Library - Research Data Management (RDM): Research Data Management Process

Research Data Management Process

Research data management involves the active organization and maintenance of data throughout the research process, and suitable archiving of the data at the project’s completion. It is an on-going activity throughout the data lifecycle.

                                                                           

Data analysis tools/software

There are number of tools/software that one can choose from to analyse data. Such tools include the following, just to name a few:

  • Datapine, which is popular business intelligence software that is focused on delivering simple, yet powerful analysis features into the hands of beginners and advanced users that need a fast and reliable online data analysis solution.
  • Python is extremely accessible to code in comparison to other popular languages such as Java, and its syntax is relatively easy to learn making this tool popular among users that look for an open-source solution and simple coding processes. In data analysis, Python is used for data crawling, cleaning, modelling, and constructing analysis algorithms based on business scenarios. One of the best features is actually its user-friendliness: programmers do not need to remember the architecture of the system nor handle the memory – Python is considered a high-level language that is not subject to the computer’s local processor.
  • SQL is programming language that is used to manage/query data held in relational databases, particularly effective in handling structured data as a database tool for analysts. It is highly popular in the data science community and one of the analyst tools used in various business cases and data scenarios.
  • ETL is a process used by companies, no matter the size, across the world, and if a business grows, chances are you will need to extract, load and transform data into another database to be able to analyse it and build queries. There are some core types of ETL tools such as batch ETL, real-time ETL, and cloud based ETL, each with its own specifications and features that adjust to different business needs. These are the tools used by analysts that take part in more technical processes of data management within a company, and one of the best examples is Talend.
  • Spreadsheets are one of the most traditional forms of data analysis.

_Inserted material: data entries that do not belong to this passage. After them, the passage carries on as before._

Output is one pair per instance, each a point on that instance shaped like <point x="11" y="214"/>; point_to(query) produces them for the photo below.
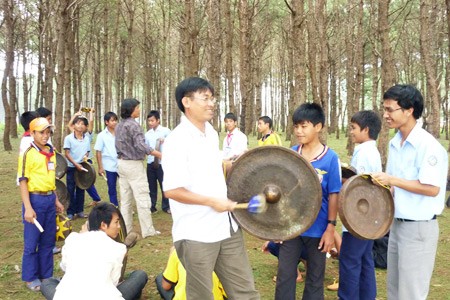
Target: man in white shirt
<point x="92" y="262"/>
<point x="417" y="173"/>
<point x="235" y="142"/>
<point x="155" y="174"/>
<point x="205" y="235"/>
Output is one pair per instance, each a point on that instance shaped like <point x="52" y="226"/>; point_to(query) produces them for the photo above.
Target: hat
<point x="40" y="124"/>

Excel needs a category on its own since this powerful tool has been in the hands of analysts for a very long time. Often considered as a traditional form of analysis, Excel is still widely used across the globe.

Citing Data

It is very important to acknowledge the sources that the researcher has used in their research.  Information that should be included when citing are as follows: the author/creator, the title, publisher, date of publication, the DOI and the page numbers if it is an article, date accessed if it is an online article.

Metadata

Metadata is made up of a number of elements, which can be categorised into the different functions they support. A metadata standard will normally support a number of defined functions, and will specify elements, which make these possible. A metadata standard may support some or all of the following functions:

Descriptive Metadata enables identification, location and retrieval of information resources by users, often including the use of controlled vocabularies for classification and indexing and links to related resources.

Technical Metadata describes the technical processes used to produce, or required to use a digital object.

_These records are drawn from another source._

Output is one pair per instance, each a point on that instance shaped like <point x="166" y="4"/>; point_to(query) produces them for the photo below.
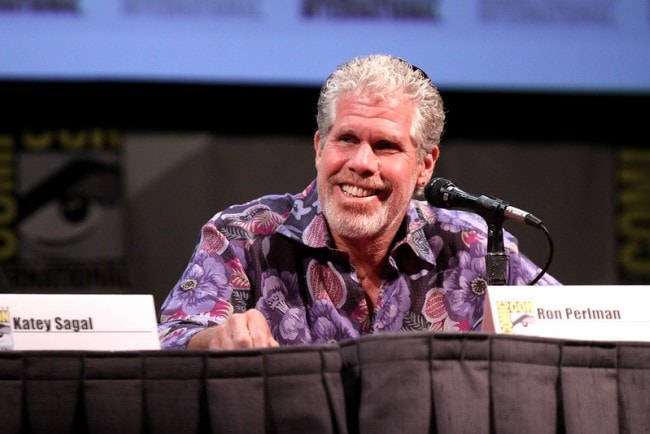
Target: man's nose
<point x="363" y="159"/>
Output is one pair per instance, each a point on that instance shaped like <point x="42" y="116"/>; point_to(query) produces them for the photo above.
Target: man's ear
<point x="317" y="148"/>
<point x="428" y="164"/>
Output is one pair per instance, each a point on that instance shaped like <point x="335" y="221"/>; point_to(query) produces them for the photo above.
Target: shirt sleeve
<point x="203" y="296"/>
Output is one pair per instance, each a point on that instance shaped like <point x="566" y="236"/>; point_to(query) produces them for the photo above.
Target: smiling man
<point x="355" y="252"/>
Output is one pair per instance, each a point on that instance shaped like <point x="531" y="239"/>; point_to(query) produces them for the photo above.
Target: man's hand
<point x="241" y="330"/>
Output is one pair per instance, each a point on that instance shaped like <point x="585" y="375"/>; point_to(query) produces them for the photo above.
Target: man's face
<point x="368" y="168"/>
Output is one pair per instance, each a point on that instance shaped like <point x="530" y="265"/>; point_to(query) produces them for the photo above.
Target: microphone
<point x="443" y="193"/>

Administrative Metadata is used to manage administrative aspects of the digital object such as intellectual property rights and acquisition. Administrative Metadata also documents information concerning the creation, alteration and version control of the metadata itself. This is sometimes known as meta-metadata!

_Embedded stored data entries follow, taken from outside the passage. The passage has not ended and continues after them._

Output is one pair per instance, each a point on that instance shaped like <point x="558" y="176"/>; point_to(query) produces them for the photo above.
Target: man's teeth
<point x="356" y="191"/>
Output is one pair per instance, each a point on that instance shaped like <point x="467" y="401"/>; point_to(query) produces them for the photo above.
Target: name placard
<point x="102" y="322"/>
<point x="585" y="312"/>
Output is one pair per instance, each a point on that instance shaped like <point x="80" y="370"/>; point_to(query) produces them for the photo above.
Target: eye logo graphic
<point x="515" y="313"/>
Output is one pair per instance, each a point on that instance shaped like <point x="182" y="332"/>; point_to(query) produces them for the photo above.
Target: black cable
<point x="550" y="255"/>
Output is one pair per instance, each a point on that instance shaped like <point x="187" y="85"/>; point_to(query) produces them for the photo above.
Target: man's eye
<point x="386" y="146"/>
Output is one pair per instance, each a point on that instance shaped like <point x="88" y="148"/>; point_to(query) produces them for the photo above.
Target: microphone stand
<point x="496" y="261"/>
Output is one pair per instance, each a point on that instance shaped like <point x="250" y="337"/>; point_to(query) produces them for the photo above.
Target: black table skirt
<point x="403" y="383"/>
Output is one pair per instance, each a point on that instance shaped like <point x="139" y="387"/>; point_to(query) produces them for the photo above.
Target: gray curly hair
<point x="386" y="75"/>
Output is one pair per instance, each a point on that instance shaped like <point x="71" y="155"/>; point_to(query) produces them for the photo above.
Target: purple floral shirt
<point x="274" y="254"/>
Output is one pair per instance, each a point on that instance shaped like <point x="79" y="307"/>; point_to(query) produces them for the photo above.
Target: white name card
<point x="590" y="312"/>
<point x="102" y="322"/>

Use Metadata manages user access, user tracking and multi-versioning information.

Preservation Metadata, amongst other things, documents actions, which has been undertaken to preserve a digital resource such as migrations and checksum calculations.

Data Publishing

Data publishing is the act of releasing research data in published form for use by others. During the process of publishing data, a publisher can also choose an option of whether they want their data to be private or accessed by the public.

Preserving Data

Data preservation refers to maintaining access to data and files over time. For data to be preserved, at minimum, it must be stored in a secure location, stored across multiple locations, and saved in file formats that will likely have the greatest utility in the future

Data Storage

There are a number of data storage methods that one can use to store data. How (the format) and where you store your data is very important. You can store your data in any of the following:

Flash Drive Arrays, Hybrid Flash Arrays; Hybrid Cloud Storage; Backup Software (backing-up your file is also an important part); Cloud Storage (where you can access your data remotely)